Cuento tomado de Caminata sobre el fuego
Claudia D. Navas
Editorial Ojo de Cuervo 2024
Mi padre había ubicado su primer taller de carpintería en una galera rectangular frente a la calle que entonces se conocía como la Séptima Calle Oriente. Era una pieza de mesón, un cuarto de alquiler con paredes de bahareque. La fachada estaba recubierta de pliegos de lámina francesa. Se ubicaba a media cuadra del parque Centenario. Desde muy chicos, mis hermanos y yo solíamos pasar tiempo entre el taller y el parque.
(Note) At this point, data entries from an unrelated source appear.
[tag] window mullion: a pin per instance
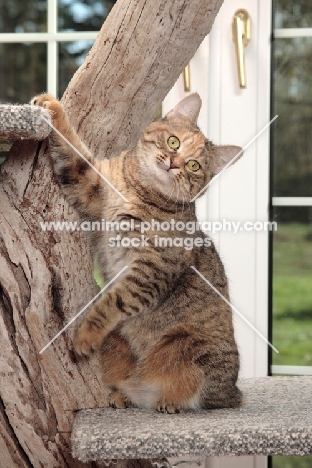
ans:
(52, 52)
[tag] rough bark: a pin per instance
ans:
(46, 277)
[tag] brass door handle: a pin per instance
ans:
(187, 78)
(241, 34)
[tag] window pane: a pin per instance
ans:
(71, 56)
(292, 131)
(292, 286)
(290, 14)
(22, 71)
(19, 16)
(82, 15)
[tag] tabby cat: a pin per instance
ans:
(165, 338)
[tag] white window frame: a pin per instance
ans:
(289, 33)
(52, 38)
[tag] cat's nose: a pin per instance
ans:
(174, 164)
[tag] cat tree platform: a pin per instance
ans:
(276, 419)
(22, 122)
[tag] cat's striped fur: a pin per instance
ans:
(166, 338)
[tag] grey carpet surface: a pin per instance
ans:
(275, 419)
(23, 122)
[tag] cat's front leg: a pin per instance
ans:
(78, 172)
(141, 290)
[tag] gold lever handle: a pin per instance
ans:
(187, 78)
(241, 33)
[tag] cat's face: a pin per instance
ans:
(175, 157)
(179, 159)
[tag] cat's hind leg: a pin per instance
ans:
(117, 365)
(167, 379)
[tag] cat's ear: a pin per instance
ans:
(188, 108)
(224, 154)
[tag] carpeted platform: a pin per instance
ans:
(23, 122)
(276, 419)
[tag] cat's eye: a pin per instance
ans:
(193, 165)
(173, 142)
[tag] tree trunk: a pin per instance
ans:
(47, 277)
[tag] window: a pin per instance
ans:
(291, 191)
(42, 43)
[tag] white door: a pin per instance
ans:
(231, 115)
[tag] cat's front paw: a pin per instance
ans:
(47, 101)
(88, 339)
(165, 407)
(118, 400)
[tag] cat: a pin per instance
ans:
(165, 338)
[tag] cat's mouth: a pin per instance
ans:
(173, 165)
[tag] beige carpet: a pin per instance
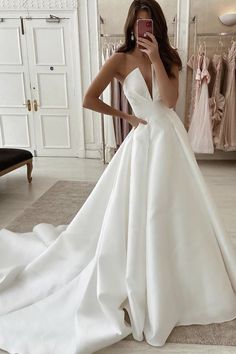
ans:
(60, 204)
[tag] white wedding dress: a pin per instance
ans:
(148, 239)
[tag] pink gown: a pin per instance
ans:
(200, 129)
(227, 131)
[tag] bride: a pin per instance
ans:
(147, 251)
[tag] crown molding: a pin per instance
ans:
(38, 4)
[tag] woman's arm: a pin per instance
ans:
(108, 71)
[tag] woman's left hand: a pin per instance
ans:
(152, 48)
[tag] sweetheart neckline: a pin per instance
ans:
(137, 68)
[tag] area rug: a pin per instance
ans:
(60, 204)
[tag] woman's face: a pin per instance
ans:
(141, 14)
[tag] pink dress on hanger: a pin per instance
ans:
(196, 82)
(227, 131)
(200, 129)
(217, 100)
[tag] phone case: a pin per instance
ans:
(144, 25)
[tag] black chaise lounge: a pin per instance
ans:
(10, 159)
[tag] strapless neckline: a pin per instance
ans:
(151, 96)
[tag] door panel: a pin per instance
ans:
(51, 73)
(16, 117)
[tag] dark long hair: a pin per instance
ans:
(168, 54)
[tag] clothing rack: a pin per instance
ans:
(197, 34)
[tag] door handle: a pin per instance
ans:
(28, 104)
(36, 105)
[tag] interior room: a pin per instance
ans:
(58, 155)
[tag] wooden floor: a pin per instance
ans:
(16, 194)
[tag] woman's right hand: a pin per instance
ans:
(134, 121)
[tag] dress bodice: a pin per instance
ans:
(138, 95)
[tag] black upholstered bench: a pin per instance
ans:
(10, 159)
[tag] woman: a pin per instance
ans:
(148, 240)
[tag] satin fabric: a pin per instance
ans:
(148, 239)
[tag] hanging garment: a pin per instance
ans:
(226, 139)
(148, 239)
(109, 131)
(217, 100)
(194, 62)
(200, 129)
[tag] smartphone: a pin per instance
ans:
(144, 25)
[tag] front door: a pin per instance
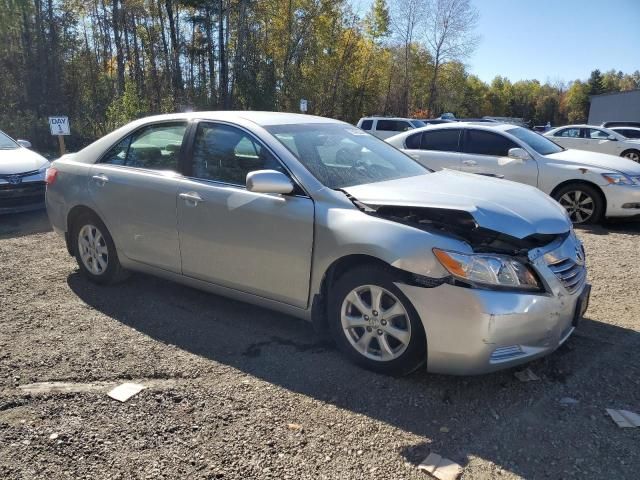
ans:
(134, 189)
(253, 242)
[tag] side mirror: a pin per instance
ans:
(519, 154)
(269, 181)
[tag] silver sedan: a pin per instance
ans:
(315, 218)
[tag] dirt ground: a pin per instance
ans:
(236, 392)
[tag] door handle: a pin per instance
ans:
(100, 179)
(191, 198)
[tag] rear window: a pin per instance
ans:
(445, 140)
(366, 124)
(393, 125)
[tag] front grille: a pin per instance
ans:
(21, 195)
(570, 273)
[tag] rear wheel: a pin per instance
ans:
(583, 203)
(632, 155)
(374, 324)
(95, 251)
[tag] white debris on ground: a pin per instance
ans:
(624, 418)
(124, 392)
(440, 467)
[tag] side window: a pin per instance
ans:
(598, 134)
(480, 142)
(227, 154)
(393, 125)
(413, 141)
(156, 147)
(569, 132)
(445, 140)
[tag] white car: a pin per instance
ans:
(627, 132)
(595, 139)
(589, 185)
(22, 174)
(385, 127)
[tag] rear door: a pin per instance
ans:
(134, 189)
(253, 242)
(436, 149)
(486, 153)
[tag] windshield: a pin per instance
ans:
(6, 142)
(540, 144)
(343, 156)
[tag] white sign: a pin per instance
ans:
(59, 126)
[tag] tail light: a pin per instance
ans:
(50, 176)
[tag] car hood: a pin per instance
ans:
(20, 160)
(500, 205)
(599, 160)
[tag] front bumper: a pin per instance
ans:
(619, 198)
(472, 331)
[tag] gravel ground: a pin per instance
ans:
(240, 392)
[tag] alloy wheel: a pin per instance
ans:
(579, 205)
(93, 249)
(376, 323)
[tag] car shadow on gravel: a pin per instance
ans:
(519, 427)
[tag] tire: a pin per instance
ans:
(583, 202)
(633, 155)
(365, 345)
(92, 240)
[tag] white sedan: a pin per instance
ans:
(596, 139)
(22, 174)
(589, 185)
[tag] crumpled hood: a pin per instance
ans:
(599, 160)
(20, 160)
(500, 205)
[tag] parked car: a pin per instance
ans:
(315, 218)
(595, 139)
(21, 176)
(384, 127)
(620, 124)
(589, 185)
(627, 132)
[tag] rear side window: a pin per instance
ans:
(393, 125)
(413, 141)
(156, 147)
(480, 142)
(445, 140)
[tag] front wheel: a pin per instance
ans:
(374, 324)
(583, 203)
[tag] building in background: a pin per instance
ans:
(617, 106)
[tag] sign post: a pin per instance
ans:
(60, 127)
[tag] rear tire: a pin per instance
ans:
(374, 323)
(583, 203)
(95, 251)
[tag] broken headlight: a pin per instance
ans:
(488, 270)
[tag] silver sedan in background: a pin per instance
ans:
(318, 219)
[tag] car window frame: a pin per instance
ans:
(498, 134)
(298, 188)
(180, 164)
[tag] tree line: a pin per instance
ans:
(106, 62)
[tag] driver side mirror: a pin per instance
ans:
(269, 181)
(519, 154)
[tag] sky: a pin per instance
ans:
(552, 40)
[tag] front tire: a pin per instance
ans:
(95, 251)
(374, 323)
(583, 203)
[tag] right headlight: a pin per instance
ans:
(488, 270)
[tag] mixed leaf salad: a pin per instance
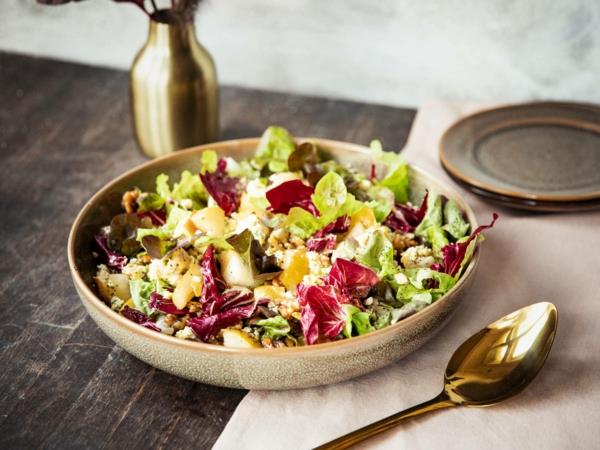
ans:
(284, 249)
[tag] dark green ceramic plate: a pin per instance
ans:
(528, 154)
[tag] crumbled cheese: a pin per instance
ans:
(135, 270)
(186, 333)
(171, 267)
(164, 328)
(418, 256)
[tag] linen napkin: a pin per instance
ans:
(527, 257)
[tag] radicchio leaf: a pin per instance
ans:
(220, 309)
(139, 317)
(352, 279)
(322, 313)
(454, 253)
(158, 217)
(114, 260)
(291, 193)
(165, 305)
(222, 188)
(208, 326)
(405, 218)
(212, 282)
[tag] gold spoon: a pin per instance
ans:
(489, 367)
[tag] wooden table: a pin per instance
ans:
(64, 132)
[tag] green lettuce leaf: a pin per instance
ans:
(379, 255)
(140, 294)
(150, 202)
(189, 187)
(382, 201)
(356, 320)
(433, 216)
(275, 327)
(275, 147)
(455, 224)
(396, 177)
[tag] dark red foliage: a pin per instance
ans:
(352, 279)
(291, 193)
(139, 317)
(454, 253)
(222, 188)
(114, 260)
(322, 313)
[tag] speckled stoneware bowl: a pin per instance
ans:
(281, 368)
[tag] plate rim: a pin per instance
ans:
(521, 195)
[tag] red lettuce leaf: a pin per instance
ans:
(454, 253)
(405, 218)
(114, 260)
(220, 308)
(352, 279)
(139, 317)
(208, 326)
(291, 193)
(165, 305)
(222, 188)
(322, 313)
(212, 282)
(321, 244)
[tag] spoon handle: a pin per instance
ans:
(350, 439)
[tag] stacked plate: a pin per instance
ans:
(538, 156)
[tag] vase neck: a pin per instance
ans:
(174, 37)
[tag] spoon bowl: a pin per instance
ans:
(503, 358)
(494, 364)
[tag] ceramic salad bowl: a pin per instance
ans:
(254, 368)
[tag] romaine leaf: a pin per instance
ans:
(302, 223)
(209, 160)
(433, 216)
(275, 147)
(378, 254)
(275, 327)
(455, 224)
(396, 178)
(330, 193)
(140, 294)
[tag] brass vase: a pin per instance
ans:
(174, 91)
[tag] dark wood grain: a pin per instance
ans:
(64, 132)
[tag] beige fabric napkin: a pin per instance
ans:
(526, 258)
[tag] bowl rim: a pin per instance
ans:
(89, 297)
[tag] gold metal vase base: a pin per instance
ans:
(174, 90)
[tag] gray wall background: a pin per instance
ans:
(395, 52)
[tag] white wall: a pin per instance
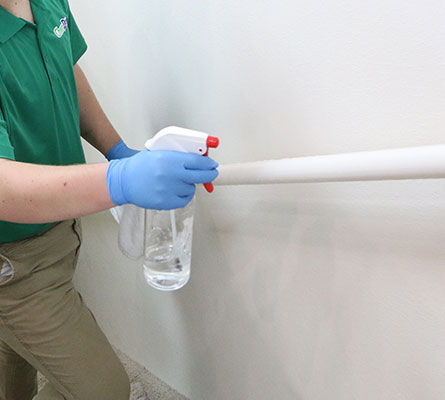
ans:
(314, 292)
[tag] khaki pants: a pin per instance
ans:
(46, 326)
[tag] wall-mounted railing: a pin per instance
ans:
(425, 162)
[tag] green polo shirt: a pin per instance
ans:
(39, 110)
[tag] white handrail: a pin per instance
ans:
(425, 162)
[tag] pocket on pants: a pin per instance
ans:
(7, 270)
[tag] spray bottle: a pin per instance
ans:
(168, 244)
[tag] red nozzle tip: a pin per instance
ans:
(212, 142)
(209, 187)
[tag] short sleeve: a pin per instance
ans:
(6, 149)
(78, 44)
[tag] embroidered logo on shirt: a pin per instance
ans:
(60, 30)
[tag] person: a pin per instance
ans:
(46, 105)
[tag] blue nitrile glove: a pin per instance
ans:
(160, 180)
(120, 150)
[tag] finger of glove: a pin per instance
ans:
(185, 200)
(187, 190)
(199, 176)
(197, 162)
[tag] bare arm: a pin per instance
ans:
(95, 127)
(38, 194)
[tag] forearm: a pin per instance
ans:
(95, 127)
(39, 194)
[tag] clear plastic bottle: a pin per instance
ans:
(168, 248)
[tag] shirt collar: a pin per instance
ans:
(9, 25)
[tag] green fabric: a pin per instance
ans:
(39, 110)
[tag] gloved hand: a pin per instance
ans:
(120, 150)
(160, 180)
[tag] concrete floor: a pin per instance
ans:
(144, 385)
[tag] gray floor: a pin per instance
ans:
(144, 385)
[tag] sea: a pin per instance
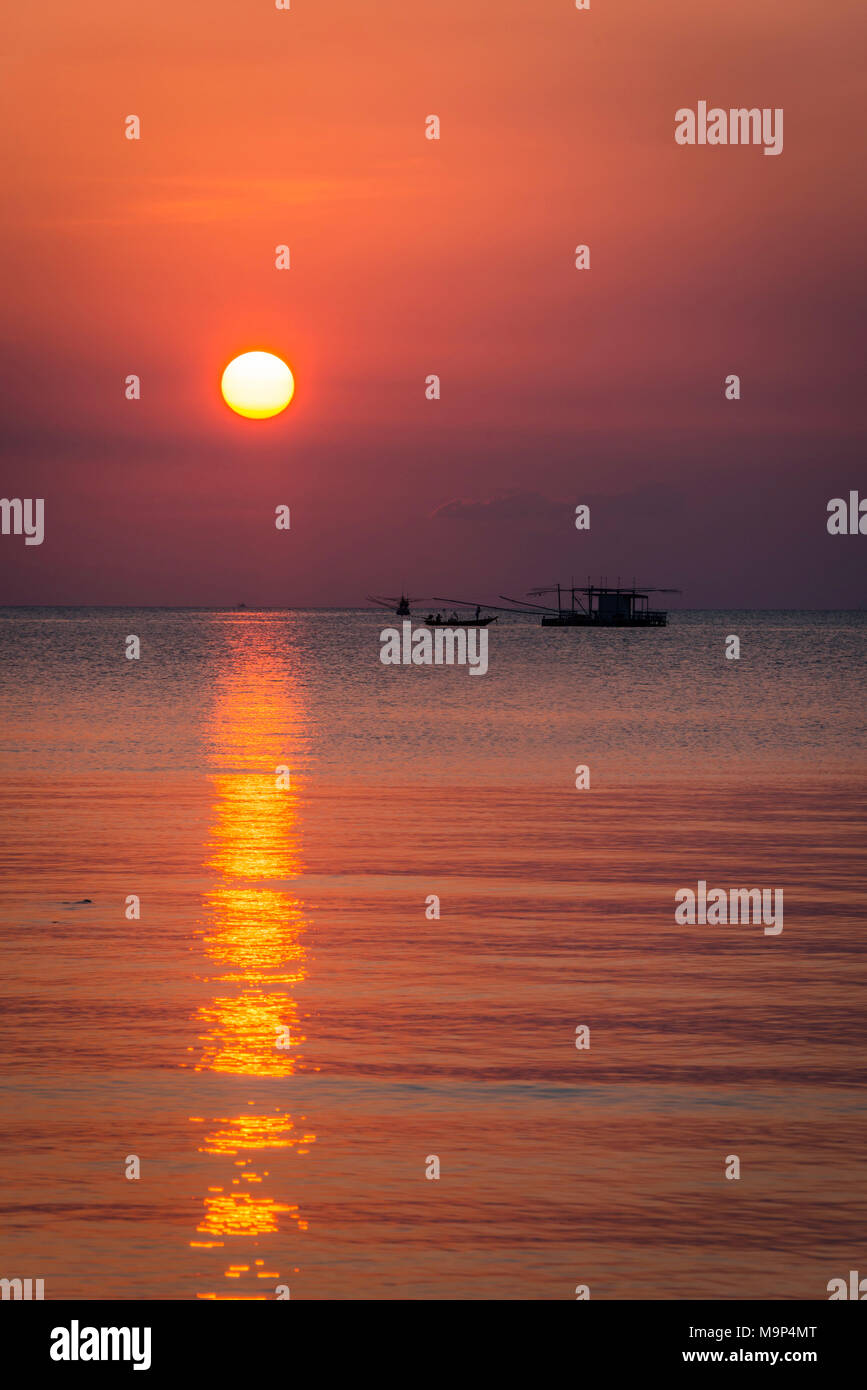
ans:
(335, 980)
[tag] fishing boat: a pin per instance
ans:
(434, 619)
(385, 601)
(457, 619)
(599, 605)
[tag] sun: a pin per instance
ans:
(257, 385)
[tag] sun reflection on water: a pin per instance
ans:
(253, 933)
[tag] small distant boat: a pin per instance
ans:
(456, 622)
(403, 602)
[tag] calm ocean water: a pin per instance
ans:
(264, 908)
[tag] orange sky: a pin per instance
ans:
(409, 257)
La máquina de aserrar y el torno estaban a la entrada del taller. Dos mesas largas de trabajo, pegadas a cada pared lateral, dejaban un largo pasillo medianero siempre cubierto de aserrín y colochos de madera multicolor que mi padre solo barría cuando se volvían demasiados. Si eran de cedro, los colochos eran rojizos; si de pino, amarillo pálido; crema si eran de cortés, chocolate si la madera era de níspero. A la vuelta de la escuela, mis pies se hundían en esa alfombra que me dejaba los calcetines cubiertos de pequeñas astillas y se avivaba el aroma de los zumos y resinas de estas maderas que mi papá llamaba preciosas.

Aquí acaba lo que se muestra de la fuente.